What’s needed, are cookies that can tell browsers their purpose, and controls that are designed to handle specific types of cookies.
“Blunt solutions that block all cookies can significantly degrade the simple web experience that you know today, while heuristic-based approaches—where the browser guesses at a cookie's purpose—make the web unpredictable for developers,” Galbraith and Schuh said.
Later this year, Google will add new features to Chrome that will provide transparency on how sites are using cookies. The first step, before making changes in Chrome, is modifying how the cookies work. To do that, Google will require website developers to assign a cookie attribute specifying what the cookie will be used for. Developers would have to say in the attribute whether it will work across websites. The mechanism will be built on the web’s SameSite cookie attribute.
“This change will enable users to clear all such cookies while leaving single domain cookies unaffected, preserving user logins and settings,” the engineers wrote. “It will also enable browsers to provide clear information about which sites are setting these cookies so that users can make informed choices about their data.”
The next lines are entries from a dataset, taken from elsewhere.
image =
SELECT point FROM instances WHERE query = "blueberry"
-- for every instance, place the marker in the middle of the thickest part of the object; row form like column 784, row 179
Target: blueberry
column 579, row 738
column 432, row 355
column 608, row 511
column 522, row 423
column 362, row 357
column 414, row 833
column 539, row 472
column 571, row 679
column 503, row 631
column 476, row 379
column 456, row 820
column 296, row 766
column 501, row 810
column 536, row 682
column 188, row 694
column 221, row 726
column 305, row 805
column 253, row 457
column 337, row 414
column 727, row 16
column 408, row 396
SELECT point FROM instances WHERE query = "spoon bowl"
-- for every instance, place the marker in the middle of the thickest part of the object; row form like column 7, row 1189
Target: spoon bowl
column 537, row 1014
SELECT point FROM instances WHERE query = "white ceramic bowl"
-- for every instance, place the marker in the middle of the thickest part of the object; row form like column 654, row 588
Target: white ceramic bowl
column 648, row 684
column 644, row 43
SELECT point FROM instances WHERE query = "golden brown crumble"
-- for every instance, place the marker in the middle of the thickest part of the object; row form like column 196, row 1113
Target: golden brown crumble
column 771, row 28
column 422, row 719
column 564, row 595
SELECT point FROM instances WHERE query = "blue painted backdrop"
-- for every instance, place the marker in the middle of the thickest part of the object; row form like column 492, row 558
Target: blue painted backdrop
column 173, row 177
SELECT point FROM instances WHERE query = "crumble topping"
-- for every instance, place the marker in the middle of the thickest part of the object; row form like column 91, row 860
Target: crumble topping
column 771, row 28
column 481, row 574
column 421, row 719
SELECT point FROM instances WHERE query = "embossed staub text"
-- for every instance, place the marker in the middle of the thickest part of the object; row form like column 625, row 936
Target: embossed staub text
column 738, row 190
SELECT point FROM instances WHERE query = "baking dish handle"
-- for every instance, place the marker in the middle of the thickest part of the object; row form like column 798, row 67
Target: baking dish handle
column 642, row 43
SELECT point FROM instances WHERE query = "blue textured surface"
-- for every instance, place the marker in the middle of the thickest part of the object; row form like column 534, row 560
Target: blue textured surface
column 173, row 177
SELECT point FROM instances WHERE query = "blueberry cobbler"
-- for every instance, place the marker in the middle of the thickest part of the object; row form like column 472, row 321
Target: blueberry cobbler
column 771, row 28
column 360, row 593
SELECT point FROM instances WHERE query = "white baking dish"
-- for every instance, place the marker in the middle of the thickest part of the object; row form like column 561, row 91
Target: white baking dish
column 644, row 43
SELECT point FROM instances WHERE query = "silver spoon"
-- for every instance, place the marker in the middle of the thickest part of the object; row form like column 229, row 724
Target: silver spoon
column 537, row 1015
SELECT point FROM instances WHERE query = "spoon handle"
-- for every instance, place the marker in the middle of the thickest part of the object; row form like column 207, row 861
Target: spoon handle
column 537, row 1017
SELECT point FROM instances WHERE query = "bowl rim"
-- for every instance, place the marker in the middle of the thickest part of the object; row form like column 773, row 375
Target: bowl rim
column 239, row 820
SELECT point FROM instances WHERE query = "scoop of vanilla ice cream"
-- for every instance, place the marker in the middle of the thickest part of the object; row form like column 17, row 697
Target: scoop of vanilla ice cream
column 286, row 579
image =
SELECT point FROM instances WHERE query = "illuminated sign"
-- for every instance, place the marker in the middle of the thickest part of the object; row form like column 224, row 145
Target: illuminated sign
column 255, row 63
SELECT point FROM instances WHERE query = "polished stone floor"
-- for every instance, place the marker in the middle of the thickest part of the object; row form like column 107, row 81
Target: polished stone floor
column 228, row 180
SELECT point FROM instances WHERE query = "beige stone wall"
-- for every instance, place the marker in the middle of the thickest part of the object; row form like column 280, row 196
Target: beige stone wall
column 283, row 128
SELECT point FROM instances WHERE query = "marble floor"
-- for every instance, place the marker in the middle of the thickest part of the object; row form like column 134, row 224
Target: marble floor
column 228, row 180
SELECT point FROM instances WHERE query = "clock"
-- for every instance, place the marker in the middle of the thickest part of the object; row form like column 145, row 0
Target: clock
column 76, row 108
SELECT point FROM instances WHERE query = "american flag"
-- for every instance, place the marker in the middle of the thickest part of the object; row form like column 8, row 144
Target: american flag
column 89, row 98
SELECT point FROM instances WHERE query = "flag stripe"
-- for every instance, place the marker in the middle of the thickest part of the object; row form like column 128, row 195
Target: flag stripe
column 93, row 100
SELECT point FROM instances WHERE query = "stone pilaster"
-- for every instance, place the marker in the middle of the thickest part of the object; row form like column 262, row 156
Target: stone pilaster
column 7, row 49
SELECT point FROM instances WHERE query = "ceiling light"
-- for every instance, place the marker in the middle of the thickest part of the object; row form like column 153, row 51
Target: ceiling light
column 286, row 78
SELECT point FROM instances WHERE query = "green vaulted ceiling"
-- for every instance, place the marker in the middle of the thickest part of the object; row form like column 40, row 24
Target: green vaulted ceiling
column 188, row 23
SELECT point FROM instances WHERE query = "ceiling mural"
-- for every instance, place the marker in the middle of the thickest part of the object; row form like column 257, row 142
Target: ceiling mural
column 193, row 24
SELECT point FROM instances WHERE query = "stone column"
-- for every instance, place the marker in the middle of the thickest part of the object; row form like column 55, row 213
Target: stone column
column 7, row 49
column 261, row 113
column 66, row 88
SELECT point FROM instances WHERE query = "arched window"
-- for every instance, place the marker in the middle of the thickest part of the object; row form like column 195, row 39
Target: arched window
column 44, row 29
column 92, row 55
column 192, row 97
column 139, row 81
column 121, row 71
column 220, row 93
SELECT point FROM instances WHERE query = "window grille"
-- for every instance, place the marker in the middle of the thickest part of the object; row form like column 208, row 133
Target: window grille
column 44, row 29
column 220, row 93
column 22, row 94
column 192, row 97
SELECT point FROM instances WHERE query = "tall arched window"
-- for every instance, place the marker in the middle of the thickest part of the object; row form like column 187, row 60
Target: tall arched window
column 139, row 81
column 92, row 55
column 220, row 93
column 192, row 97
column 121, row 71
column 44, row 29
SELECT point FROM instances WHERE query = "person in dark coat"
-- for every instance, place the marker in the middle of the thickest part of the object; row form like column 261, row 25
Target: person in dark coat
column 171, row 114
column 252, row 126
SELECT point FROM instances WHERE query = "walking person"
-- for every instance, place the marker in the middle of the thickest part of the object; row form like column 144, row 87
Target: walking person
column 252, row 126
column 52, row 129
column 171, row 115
The security benefit is also clear, since cookies won’t be able to be abused in cross-site injection and data disclosure attacks, or cross-site request forgery (CSRF). A CSRF attack tricks the user’s browser into submitting the cookie to the target server, even if the request wasn’t generated from the site. With the same-site setting on the cookie, the target server won’t be tricked since the cookie will only be sent if the request originated from the same site or domain. Google also plans to eventually make cross-site cookies function only over HTTPS connections.